Signe parlant du ralentissement, les carnets de commandes se sont tassés au 1er semestre et les chefs d’entreprises ne s’attendent pas à ce qu’ils se regarnissent d’ici la fin de l’année. Les contraintes de production demeurent importantes, dont les questions d’approvisionnement qui freinent l’activité de 40 % des entreprises. Les problèmes de recrutement restent prégnants pour 82 % des dirigeants, et 42 % font part des grandes difficultés pour embaucher, surtout dans le tourisme, la construction, l’industrie.

Marges resserrées

Forcément, les trésoreries subissent les contrecoups de ces dégradations. 25 % des entreprises sont dans une situation difficile à ce chapitre. Et tout indique que les prochains mois vont être du même acabit. Ainsi, les PGE qui pouvaient devenir des variables d’ajustement face aux soubresauts de l’activité vont retrouver leur rôle de volet de sécurité financière. La montée du taux d’utilisation du PGE se poursuit. Certes, seules 4 % des TPE-PME affichent des craintes quant au non-remboursement du prêt, mais le PGE reste justement un prêt dont il faudra bien s’acquitter un jour, ce qui risque de s'avérer problématique dans une situation d’activité ralentie. Les entreprises ont pu aussi actionner le levier de la hausse des prix, en raison de l’inflation. Mais cette stratégie commence à ne plus pouvoir tenir, les consommateurs ou les clients n’arrivant pas à suivre. 52 % des TPE-PME ont augmenté leurs prix de vente au 1er semestre contre 72 % en 2022. Donc la défense des marges va devenir de plus en plus difficile puisque l’inflation ne diminue pas. D’autant plus que 77 % des TPE-PME ont effectué des hausses de salaire.

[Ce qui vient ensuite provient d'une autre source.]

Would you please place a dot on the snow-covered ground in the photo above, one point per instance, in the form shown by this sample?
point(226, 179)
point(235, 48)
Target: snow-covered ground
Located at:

Même l’investissement, qui se portait relativement bien, va lui aussi se tarir. Les taux d’intérêt ont très fortement augmenté dans un contexte de durcissement de la politique monétaire de la Banque Centrale Européenne. On était à un taux de crédit aux TPE-PME de 1,5 % à plus de 4 %. C’est donc un obstacle majeur pour l’investissement, tout autant que la faiblesse de la demande, qui reste endémique. 43 % des TPE-PME vont investir cette année, en baisse par rapport à l’année dernière, une statistique portée par l’industrie, plus ou moins contrainte et forcée d’aller vers les investissements verts.

Pour 2024, les patrons font preuve de toujours peu de confiance et entrevoient une poursuite du ralentissement de l’activité, avec des dégradations toujours plus fortes dans la construction, les services et l’industrie, le commerce.